Paul Leonard, a spokesman for the bill's leading co-sponsor, Councilmember Margaret Chin, echoed those sentiments. Leonard said Chin believes putting a price on bags "will drastically reduce the amount of single use bags currently being sent to landfills" — which will in turn help the city hit its goal of sending zero trash to landfills by 2030.
The legislation currently has 22 sponsors, but hasn't seen action in council chambers since November 2014.
At that hearing, it received a skeptical response from some members of the Committee on Sanitation and Solid Waste Management, according to Politico New York.
Councilmember Robert Cornegy, also of Brooklyn, said the bill would force bodega owners to have "dozens of negative interactions with their customers every day," while Councilmember James Vacca, of the Bronx, described it as "a tax that's going to hit people least able to afford this tax."
(Cornegy and Vacca did not respond to Patch's requests for comment Tuesday regarding their current position on the bill.)
The American Progressive Bag Alliance, an plastics industry trade group, has taken a similar stance.
“This tax is a direct attack on working families and it will fail to make any environmental progress for the city," Alliance executive director Lee Califf said in a statement sent to Patch. "It makes no sense for councilmembers to try to pass a law that would make trips to the store even more expensive for the millions of hardworking New Yorkers who already struggle to make ends meet.”
In support of its position, the Alliance points to research suggesting, among other things, that the production and recycling of plastic bags takes less of an environmental toll than the production of reusable alternatives.

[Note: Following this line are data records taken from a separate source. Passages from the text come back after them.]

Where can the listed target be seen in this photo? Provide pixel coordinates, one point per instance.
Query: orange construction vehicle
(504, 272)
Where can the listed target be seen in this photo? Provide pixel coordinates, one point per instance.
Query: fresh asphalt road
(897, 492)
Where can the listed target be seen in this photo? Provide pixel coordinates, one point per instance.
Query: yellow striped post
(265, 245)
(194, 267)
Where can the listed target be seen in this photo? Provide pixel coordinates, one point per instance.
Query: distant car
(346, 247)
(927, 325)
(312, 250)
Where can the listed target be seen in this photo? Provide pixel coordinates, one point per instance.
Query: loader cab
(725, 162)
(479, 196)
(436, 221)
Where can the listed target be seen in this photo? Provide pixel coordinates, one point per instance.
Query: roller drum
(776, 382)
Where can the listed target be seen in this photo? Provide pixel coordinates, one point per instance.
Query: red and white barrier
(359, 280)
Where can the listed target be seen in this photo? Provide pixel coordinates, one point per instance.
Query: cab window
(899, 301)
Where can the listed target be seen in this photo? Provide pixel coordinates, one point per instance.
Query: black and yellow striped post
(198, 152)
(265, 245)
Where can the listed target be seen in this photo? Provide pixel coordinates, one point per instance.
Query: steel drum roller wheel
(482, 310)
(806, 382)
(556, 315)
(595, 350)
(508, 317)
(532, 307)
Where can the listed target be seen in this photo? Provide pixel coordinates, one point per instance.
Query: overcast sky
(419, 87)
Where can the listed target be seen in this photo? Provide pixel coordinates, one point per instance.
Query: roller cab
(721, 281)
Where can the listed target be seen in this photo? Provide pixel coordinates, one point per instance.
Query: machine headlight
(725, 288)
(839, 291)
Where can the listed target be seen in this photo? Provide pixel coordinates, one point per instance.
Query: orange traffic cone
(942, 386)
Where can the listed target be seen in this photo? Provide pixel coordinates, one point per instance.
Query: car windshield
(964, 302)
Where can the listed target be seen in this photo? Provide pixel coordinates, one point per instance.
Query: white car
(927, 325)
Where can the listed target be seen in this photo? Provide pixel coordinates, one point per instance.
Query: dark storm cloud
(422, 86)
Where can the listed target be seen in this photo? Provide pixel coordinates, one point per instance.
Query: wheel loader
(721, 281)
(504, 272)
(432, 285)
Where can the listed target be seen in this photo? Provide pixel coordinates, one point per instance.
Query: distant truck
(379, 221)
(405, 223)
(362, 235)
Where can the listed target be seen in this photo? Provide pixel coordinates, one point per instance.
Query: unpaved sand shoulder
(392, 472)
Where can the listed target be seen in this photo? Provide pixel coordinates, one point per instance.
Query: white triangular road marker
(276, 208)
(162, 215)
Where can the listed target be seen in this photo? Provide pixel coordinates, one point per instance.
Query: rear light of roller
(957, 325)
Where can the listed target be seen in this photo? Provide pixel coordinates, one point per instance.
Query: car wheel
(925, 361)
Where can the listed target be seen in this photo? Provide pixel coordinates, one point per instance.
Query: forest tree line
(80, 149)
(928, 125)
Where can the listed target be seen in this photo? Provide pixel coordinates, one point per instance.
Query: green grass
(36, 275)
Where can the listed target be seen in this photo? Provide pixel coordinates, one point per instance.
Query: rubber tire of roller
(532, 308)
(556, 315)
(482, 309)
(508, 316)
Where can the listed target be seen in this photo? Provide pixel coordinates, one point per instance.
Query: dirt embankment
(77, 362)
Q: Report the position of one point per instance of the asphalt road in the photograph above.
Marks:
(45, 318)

The Alliance also argues that the plastic bag industry supports 10,000 American jobs.
However, in an interview with Patch, bag fee advocate Jennie Romer, a lawyer who said she helped Lander and Chin write their bill, focused on the issue of waste.
She noted that a 2012 bag fee implemented in San Jose, Calif., reduced plastic bag use and encouraged renewable alternatives, according to city data. Romer also cited a 2013 study from Washington, D.C. — another municipality which taxes bags — that found the fee cut use while remaining popular among local businesses and residents.
Romer cites the nation of Ireland as perhaps her most compelling example. A 2006 study found that nation's 2002 plastic bag fee reduced usage by 90 percent.
Lander spokesman John Schaefer did not immediately respond to a request for comment on the bill's likelihood of passing by Earth Day.
But Paul Leonard, Chin's spokesman, told Patch by phone: “We believe we have a majority of Councilmembers, and we’re looking forward to this moving forward."